Together, these creeping patterns have created what many IT managers are calling SQL sprawl: widespread, relatively uncoordinated and/or unplanned database deployments, typically in the form of many individual servers and a smaller number of active-passive server pairs clustered for high availability. Depending on the size of the organization, SQL sprawl may affect tens, or hundreds, or even thousands of servers. Regardless of the absolute numbers involved, SQL sprawl represents a waste of resources and an ongoing burden on the IT infrastructure. The next section teases out some of the costs imposed by SQL sprawl.
Low levels of utilization
The one database/one server approach to database deployment has, inevitably, produced appallingly low levels of utilization. In our experience working with customers, it is not uncommon to find most database servers running at 5–15% CPU utilization—particularly with modern server hardware. Of course, low levels of utilization imply higher-than-necessary capital costs, or, looking at it another way, low levels of utilization mean there is a large amount of stranded capacity in the environment that could be put to better use.
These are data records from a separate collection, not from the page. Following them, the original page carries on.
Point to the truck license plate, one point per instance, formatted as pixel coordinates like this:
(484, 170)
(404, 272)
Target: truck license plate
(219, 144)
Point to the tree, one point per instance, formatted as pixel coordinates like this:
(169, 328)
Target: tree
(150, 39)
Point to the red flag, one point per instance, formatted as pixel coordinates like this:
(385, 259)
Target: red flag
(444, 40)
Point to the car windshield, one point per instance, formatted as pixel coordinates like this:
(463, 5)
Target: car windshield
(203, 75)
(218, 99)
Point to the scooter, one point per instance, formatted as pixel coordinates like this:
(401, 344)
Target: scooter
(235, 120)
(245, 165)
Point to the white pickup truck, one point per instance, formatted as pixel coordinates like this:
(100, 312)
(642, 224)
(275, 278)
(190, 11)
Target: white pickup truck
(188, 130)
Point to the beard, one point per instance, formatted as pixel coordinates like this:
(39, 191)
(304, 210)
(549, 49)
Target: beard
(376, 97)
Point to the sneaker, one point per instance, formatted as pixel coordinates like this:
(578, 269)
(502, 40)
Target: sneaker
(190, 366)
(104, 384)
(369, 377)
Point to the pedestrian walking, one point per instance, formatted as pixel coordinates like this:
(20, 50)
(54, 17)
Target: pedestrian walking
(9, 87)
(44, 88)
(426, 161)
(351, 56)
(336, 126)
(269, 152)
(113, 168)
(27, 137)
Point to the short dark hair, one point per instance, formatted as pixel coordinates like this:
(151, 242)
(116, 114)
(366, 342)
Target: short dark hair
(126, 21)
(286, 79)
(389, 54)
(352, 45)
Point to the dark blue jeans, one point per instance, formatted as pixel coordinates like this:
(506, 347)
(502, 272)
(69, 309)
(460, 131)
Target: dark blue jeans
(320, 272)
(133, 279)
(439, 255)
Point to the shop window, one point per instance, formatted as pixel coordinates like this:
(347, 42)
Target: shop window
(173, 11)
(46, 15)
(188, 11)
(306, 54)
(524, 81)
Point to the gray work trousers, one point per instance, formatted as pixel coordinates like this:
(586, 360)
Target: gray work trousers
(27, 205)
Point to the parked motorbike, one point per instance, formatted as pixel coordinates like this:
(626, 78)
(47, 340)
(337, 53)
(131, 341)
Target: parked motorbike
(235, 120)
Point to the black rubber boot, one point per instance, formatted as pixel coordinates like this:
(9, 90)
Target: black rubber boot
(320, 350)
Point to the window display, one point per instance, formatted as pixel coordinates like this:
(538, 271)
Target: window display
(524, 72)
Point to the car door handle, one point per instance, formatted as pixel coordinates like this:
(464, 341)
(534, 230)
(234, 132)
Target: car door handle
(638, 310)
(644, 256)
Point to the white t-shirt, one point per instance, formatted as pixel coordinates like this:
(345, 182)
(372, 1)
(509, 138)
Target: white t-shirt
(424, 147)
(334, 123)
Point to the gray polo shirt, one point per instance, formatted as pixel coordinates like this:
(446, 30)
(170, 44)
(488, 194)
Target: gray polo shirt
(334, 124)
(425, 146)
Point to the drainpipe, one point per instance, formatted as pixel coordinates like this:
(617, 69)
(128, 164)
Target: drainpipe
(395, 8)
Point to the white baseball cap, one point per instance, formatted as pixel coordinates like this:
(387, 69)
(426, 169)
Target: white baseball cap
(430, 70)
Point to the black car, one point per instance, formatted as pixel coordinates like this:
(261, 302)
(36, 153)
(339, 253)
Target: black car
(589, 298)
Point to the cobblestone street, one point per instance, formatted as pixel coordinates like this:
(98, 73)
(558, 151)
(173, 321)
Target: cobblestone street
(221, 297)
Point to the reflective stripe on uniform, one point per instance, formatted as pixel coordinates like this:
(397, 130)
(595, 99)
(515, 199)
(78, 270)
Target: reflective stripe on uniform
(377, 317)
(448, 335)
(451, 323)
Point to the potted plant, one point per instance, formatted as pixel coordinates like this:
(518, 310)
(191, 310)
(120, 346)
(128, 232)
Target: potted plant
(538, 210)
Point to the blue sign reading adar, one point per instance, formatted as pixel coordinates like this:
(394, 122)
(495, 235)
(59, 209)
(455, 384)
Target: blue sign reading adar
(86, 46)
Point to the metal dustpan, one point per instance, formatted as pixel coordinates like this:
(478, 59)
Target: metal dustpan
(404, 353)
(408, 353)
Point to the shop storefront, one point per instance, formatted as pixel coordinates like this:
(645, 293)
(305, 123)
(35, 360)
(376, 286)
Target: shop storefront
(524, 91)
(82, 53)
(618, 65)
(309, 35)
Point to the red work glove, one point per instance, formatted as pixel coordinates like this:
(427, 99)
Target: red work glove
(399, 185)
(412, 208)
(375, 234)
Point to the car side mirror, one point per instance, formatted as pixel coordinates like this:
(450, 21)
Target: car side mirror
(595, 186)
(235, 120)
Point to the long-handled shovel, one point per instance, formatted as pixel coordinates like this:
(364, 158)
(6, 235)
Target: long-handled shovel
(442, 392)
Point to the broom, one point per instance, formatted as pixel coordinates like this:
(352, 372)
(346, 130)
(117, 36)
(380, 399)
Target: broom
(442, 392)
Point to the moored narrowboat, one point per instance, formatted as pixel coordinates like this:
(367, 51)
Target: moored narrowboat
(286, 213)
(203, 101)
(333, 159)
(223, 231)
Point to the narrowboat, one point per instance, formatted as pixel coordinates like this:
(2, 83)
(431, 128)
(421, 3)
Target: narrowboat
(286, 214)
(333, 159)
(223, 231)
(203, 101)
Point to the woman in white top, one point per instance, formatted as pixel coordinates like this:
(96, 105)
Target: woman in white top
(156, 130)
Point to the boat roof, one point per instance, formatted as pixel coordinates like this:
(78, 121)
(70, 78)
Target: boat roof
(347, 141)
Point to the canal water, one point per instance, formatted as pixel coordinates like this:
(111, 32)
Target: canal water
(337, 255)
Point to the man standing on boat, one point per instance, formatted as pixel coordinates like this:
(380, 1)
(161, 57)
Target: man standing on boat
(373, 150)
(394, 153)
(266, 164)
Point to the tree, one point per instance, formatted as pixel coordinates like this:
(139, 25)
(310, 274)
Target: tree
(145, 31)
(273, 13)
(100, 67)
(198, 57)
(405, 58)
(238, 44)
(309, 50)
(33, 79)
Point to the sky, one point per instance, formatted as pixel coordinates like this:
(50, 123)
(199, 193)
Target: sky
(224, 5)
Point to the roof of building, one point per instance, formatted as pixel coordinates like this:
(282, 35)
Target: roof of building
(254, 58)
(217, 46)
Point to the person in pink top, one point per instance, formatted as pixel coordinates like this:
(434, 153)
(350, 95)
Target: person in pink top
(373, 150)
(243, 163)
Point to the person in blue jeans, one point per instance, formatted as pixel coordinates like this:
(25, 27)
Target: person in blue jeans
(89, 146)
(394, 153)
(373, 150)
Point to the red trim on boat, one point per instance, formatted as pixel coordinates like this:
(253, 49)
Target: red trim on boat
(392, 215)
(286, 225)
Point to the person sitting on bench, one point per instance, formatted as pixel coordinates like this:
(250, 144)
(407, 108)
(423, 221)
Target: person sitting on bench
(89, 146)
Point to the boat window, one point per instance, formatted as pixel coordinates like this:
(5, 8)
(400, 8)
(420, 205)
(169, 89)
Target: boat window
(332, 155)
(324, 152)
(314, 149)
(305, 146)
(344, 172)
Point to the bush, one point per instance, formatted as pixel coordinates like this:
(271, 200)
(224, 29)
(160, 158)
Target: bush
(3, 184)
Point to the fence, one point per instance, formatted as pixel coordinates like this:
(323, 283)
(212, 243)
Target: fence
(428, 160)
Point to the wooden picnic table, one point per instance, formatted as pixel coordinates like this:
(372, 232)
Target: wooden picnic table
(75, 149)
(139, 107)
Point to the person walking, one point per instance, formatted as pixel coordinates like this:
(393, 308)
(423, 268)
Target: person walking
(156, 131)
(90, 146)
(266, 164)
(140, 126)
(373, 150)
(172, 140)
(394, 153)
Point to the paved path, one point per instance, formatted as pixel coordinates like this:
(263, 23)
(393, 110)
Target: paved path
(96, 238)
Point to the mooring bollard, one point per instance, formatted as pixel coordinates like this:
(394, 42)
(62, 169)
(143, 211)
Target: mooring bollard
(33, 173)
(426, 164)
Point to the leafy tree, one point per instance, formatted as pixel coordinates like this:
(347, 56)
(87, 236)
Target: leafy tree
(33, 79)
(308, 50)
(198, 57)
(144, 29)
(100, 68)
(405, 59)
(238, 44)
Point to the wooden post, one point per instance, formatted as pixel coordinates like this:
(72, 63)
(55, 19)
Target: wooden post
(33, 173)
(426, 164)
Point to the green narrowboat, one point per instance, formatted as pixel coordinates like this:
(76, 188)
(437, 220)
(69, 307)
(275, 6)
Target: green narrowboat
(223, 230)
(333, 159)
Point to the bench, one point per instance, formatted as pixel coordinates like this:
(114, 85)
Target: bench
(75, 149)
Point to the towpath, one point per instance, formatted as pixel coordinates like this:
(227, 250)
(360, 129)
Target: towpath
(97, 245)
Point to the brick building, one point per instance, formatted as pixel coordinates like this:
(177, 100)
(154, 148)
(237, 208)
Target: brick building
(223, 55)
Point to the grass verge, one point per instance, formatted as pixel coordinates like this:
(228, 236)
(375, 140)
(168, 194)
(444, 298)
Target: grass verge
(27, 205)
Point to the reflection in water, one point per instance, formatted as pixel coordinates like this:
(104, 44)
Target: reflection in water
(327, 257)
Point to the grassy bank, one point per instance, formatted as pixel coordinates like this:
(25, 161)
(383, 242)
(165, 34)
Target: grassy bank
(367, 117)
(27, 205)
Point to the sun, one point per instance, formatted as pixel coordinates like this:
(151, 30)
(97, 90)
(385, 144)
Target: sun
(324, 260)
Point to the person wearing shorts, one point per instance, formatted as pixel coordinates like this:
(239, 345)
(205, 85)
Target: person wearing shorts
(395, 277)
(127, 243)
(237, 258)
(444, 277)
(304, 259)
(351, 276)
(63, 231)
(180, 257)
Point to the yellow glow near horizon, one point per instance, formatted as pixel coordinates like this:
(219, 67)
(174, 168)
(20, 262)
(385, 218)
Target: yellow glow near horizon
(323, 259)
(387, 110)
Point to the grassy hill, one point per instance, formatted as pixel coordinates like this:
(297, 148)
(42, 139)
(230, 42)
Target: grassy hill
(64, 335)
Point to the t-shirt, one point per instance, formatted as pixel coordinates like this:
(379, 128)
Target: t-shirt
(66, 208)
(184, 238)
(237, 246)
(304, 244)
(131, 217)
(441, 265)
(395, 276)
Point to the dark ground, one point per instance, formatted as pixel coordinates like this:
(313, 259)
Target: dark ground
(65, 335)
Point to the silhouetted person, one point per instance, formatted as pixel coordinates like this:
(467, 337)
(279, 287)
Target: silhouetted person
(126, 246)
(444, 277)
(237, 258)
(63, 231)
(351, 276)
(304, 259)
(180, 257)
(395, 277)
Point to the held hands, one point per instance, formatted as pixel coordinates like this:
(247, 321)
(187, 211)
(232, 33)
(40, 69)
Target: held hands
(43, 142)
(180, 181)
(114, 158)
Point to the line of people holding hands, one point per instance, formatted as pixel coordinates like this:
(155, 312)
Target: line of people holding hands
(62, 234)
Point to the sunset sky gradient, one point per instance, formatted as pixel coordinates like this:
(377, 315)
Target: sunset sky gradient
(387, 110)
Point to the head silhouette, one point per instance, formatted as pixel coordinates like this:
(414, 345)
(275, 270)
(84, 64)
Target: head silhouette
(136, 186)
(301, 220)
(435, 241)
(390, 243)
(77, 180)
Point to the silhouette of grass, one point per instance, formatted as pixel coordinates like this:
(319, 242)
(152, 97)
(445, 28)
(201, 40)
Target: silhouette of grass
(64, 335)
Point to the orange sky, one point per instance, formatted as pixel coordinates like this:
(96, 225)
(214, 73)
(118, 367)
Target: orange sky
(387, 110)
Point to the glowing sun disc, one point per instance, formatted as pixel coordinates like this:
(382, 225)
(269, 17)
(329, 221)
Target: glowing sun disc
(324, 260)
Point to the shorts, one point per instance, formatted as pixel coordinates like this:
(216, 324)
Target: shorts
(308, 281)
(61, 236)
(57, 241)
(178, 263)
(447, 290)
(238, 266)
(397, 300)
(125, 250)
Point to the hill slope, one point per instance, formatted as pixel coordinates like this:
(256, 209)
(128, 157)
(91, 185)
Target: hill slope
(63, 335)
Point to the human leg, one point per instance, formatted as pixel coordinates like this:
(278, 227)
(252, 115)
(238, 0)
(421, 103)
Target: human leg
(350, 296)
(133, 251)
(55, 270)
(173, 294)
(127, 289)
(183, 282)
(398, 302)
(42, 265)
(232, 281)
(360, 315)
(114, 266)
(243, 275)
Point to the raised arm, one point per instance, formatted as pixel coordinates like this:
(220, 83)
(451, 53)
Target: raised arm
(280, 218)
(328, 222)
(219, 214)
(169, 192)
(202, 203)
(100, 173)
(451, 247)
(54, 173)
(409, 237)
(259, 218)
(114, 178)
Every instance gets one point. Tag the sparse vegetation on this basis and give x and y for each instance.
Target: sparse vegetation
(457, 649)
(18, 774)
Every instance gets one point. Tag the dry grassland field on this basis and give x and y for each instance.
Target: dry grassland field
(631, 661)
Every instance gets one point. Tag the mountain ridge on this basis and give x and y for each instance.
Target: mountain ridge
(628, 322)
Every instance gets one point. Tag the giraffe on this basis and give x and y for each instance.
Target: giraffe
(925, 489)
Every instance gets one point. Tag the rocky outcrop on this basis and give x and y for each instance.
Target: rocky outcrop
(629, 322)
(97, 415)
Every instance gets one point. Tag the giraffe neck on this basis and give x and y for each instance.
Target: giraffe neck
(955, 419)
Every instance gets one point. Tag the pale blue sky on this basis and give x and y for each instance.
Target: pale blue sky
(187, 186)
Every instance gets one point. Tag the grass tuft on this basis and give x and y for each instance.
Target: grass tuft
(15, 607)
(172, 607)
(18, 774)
While low utilization levels arise in some cases because of the simplicity of deploying a new server for each database, other factors can be at work. In a typical environment, the penalty for under-provisioning a machine for SQL Server is high. This often causes a last-minute procurement of a larger and faster server as a replacement and a weekend or evening spent configuring the new machine, copying the database to it, and testing that it works properly. Figure 2 illustrates just how painful this can be. To avoid this, it is simpler to buy a large server up front, even though that inevitably produces large amounts of stranded capacity.